Los relojes rivalizaban en variedad con los del cuñado de Meliadus, Taragorm, el señor del palacio del Tiempo, a quien Meliadus detestaba profundamente como rival, debido a los extraños afectos que sentía por su perversa y caprichosa hermana.
El barón Meliadus interrumpió su paseo y cogió un pergamino de la mesa. Contenía la última información recibida de la provincia de Colonia, a la que apenas dos años antes Meliadus había sometido a un duro y ejemplar castigo. Al parecer, aquello no había sido suficiente, ya que el hijo del viejo duque de Colonia (a quien Meliadus había arrancado personalmente las entrañas en la plaza pública de la capital) se había rebelado al frente de un ejército que casi había conseguido vencer a las fuerzas de ocupación de Granbretan. De no haberse enviado refuerzos rápidamente, sobre todo en forma de ornitópteros armados con lanzas de fuego de amplio radio de acción, el Imperio Oscuro podría haber perdido temporalmente la provincia de Colonia.

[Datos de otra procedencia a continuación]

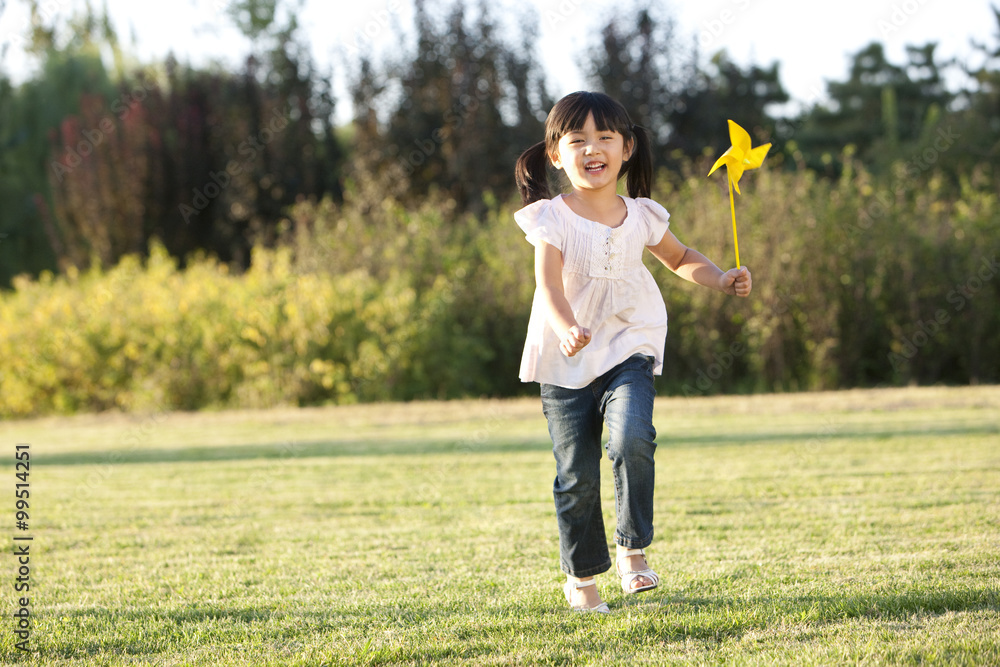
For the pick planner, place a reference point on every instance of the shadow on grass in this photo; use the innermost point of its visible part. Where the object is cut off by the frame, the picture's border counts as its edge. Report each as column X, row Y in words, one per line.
column 679, row 617
column 417, row 446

Pero los ornitópteros destrozaron a las fuerzas del joven duque, que fue hecho prisionero. El duque no tardaría en llegar a Londra, y sus sufrimientos servirían para distraer y complacer a los nobles de Granbretan. Ésta era, una vez más, una situación en la que el conde Brass podría haber ayudado, puesto que, antes de lanzarse a una rebelión abierta, el duque de Colonia se había ofrecido como comandante mercenario al Imperio Oscuro, siendo aceptado y habiendo luchado bien al servicio de Granbretan en Nuremberg y Ulm, ganándose así la confianza del imperio, que le concedió el mando de una fuerza compuesta en su mayor parte por soldados que en otros tiempos habían servido bajo las órdenes de su padre. Fue precisamente al mando de esos soldados con los que se rebeló y marchó hacia Colonia, con el propósito de atacar la provincia.
El barón Meliadus frunció el ceño, ya que el joven duque había sido un ejemplo pernicioso que podrían seguir otros. Según aseguraban los informes, ya se había convertido en un héroe en las provincias germánicas. Pocos se atrevían a oponerse al Imperio Oscuro como lo había hecho él.

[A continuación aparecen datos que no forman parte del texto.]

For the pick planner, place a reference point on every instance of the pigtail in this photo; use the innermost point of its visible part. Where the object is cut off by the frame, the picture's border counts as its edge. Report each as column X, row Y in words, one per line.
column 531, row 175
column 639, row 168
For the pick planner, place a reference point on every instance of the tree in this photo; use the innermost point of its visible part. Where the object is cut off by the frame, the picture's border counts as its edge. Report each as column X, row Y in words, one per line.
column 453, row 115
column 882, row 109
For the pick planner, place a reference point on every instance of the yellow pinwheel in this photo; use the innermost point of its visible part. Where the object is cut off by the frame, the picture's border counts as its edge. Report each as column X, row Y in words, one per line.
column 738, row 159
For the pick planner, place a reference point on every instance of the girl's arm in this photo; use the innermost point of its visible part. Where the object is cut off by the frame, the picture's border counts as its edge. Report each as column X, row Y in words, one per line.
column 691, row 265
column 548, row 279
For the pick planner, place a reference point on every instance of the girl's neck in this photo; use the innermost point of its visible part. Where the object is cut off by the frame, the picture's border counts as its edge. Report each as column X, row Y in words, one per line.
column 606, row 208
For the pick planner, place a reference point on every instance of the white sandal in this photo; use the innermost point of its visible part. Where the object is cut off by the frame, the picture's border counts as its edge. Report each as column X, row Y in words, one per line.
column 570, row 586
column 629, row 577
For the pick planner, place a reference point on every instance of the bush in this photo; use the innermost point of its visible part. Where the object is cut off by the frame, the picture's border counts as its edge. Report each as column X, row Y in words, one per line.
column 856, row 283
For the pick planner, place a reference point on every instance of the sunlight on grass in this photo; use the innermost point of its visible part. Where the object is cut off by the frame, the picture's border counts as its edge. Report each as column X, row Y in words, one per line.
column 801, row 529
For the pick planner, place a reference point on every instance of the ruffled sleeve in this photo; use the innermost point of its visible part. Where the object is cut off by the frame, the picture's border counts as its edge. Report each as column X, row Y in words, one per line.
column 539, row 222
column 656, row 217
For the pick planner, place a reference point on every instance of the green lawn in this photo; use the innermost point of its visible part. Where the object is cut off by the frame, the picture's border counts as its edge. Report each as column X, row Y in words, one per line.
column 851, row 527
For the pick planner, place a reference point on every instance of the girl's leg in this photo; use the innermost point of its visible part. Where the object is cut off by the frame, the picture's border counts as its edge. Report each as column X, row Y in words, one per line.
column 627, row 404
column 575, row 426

Si el conde Brass hubiera estado de acuerdo en…
De pronto, el barón Meliadus empezó a sonreír ante la idea que surgió completa e instantánea en su mente. Quizá pudiera utilizar de algún modo al joven duque de Colonia, en lugar de entregarlo para la diversión de sus pares.

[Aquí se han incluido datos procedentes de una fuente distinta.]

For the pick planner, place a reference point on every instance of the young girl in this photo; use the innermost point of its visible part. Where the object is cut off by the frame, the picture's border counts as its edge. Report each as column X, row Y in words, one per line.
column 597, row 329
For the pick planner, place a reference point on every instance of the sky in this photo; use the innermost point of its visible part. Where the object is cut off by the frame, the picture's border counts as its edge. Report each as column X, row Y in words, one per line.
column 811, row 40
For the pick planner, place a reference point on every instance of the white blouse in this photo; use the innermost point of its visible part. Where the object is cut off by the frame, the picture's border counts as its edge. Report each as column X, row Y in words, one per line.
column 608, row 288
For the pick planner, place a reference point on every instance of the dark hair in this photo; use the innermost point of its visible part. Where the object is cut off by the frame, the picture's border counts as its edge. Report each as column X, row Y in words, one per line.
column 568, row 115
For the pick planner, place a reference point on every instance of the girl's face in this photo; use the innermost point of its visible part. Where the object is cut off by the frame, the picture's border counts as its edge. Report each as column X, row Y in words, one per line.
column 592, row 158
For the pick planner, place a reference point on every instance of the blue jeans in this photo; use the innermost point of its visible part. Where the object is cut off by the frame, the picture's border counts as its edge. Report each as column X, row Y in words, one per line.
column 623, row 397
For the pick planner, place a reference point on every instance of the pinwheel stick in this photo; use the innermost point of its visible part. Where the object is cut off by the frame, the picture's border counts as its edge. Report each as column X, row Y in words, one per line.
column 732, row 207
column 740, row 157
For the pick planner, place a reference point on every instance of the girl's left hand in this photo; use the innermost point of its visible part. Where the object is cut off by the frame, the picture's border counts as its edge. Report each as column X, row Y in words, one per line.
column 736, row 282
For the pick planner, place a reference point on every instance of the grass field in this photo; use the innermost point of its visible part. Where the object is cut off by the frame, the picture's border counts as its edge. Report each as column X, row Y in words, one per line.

El barón Meliadus volvió a dejar el pergamino sobre la mesa y tiró de un cordón de llamada. En el despacho entró una mujer esclava con el cuerpo enrojecido, que se arrodilló ante él para recibir instrucciones. (Todos los esclavos del barón eran mujeres; no permitía que ningún hombre entrara en su torre, por temor a ser traicionado.) —Lleva un mensaje al jefe de las catacumbas–prisión —le ordenó a la muchacha—.
Dile que el barón Meliadus se entrevistará con el prisionero Dorian Hawkmoon de Colonia en cuanto llegue allí.
—Sí, amo.
La mujer se levantó y retrocedió hacia la puerta, sin darle la espalda al barón, a quien dejó contemplando el río desde la ventana. Meliadus mostraba una ligera sonrisa en los labios.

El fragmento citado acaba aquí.